Dos inventos de su corazón, bastaron a Jeroboam para descalificarlo como rey de Israel. Veintidós años reinó Jeroboam, pero su suerte fue echada el día aquel, apenas comenzando su reinado, en que menospreció la palabra de Dios, para hacer su propia voluntad.
La obra de Dios, ayer y hoy, sigue los mismos parámetros. La obra de Dios podrá afectar, en tiempos distintos, a un diferente aspecto de la economía o plan de Dios, pero cualquiera que éste sea, deberá ser hecho conforme al modelo único e invariable de Dios.
Muchos Jeroboames hay en el mundo hoy, como los ha habido siempre. Ellos pueden presumir de estar haciendo la obra de Dios, y manejar números y multiplicar estadísticas.
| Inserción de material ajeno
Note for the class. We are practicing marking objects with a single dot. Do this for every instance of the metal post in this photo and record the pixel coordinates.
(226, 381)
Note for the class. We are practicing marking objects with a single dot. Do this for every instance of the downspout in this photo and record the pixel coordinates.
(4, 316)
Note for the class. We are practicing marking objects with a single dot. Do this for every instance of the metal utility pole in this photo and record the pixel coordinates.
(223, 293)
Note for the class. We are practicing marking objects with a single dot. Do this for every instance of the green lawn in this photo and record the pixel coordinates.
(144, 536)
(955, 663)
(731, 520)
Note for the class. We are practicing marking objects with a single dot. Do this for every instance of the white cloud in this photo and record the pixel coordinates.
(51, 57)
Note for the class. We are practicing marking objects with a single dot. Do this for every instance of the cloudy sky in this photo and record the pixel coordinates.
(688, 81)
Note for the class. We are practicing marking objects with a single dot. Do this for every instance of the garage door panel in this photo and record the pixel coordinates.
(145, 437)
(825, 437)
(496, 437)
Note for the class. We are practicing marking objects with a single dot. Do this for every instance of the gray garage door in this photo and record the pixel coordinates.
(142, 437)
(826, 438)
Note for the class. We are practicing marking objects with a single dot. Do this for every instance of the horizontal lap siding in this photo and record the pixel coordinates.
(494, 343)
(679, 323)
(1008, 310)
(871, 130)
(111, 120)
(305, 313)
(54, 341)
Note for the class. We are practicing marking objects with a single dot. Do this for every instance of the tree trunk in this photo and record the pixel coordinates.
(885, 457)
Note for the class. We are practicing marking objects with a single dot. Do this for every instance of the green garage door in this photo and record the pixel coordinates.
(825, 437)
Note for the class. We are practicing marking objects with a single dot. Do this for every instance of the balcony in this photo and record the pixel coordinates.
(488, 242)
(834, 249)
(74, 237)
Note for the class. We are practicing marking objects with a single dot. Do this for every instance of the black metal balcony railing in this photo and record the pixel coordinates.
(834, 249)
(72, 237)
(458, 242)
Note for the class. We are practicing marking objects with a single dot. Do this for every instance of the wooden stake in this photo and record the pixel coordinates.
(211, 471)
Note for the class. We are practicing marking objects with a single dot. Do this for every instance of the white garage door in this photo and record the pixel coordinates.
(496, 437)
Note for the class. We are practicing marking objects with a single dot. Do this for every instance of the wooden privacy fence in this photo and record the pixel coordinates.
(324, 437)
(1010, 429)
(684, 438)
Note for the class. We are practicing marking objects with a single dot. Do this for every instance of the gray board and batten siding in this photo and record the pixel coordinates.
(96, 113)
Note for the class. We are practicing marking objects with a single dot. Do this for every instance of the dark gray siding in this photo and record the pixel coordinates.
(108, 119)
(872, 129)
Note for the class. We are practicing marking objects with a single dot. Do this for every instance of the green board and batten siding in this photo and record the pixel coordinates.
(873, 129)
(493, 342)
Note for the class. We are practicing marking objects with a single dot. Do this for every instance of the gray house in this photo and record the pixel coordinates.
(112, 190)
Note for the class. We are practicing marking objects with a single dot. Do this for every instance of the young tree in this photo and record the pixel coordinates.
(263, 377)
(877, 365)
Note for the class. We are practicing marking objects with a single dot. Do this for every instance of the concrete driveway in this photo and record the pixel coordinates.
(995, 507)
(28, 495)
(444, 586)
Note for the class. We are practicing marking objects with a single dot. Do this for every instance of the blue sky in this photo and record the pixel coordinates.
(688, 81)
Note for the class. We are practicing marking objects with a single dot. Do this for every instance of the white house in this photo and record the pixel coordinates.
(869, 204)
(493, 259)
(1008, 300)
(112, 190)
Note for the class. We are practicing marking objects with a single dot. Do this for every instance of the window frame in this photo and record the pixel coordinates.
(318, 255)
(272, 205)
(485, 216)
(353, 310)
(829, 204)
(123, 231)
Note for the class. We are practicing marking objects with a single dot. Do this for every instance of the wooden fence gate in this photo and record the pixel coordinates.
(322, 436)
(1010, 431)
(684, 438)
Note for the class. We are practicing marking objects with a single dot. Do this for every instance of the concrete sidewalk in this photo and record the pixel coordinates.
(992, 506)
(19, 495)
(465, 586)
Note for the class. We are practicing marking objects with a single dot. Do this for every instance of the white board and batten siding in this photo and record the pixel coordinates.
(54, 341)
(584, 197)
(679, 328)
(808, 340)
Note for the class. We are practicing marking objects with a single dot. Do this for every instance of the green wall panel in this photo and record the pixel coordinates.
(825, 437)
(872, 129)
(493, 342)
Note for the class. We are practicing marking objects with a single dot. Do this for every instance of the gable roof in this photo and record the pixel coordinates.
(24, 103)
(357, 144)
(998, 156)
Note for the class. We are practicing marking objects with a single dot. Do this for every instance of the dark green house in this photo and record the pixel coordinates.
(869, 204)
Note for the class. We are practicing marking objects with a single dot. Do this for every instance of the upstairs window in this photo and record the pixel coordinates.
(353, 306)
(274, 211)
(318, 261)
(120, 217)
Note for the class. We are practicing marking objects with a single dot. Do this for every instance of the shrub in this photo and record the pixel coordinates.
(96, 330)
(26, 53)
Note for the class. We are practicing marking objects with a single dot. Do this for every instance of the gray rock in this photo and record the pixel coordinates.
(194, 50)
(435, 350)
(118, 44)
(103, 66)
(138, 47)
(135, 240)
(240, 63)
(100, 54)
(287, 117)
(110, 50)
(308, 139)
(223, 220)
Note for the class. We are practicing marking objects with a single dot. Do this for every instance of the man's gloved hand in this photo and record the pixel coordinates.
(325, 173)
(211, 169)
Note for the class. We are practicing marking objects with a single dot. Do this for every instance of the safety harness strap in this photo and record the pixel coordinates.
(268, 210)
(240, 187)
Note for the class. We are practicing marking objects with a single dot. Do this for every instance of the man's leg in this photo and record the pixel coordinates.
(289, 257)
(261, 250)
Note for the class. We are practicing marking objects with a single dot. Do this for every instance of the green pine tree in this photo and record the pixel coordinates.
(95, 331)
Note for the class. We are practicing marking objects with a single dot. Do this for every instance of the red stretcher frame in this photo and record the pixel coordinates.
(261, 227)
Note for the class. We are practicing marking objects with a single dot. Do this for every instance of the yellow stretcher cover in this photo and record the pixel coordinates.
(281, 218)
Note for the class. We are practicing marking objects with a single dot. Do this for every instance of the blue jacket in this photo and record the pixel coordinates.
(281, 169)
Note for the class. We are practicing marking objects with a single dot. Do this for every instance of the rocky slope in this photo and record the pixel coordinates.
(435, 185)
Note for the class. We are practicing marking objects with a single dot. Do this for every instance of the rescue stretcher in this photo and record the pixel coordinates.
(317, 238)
Pero, sin duda, en aquel día, cuando nuestras obras sean probadas por el fuego, poco quedará de aquello que Dios nunca mandó a hacer, o que mandó a hacer de manera diferente, o con materiales diferentes.
Así como hay edificadores que edifican según su propio corazón, también hay perturbadores, como Sanbalat, que inventan cosas de su propio corazón para desalentar a los reedificadores: “Entonces envié yo a decirle: No hay tal cosa como tú dices, sino que de tu propio corazón tú lo inventas” (Neh. 6:8).
Los Sanbalat traen desaliento en medio de la obra. Ellos son una plaga distinta de los Jeroboames, pero de igual calaña. ¿Cuántas cosas no son capaces de inventar para distorsionar la obra de Dios? ¿Cuántas cosas no son capaces de idear para que la obra no se realice? ¡Oh, Dios nos libre de ellos!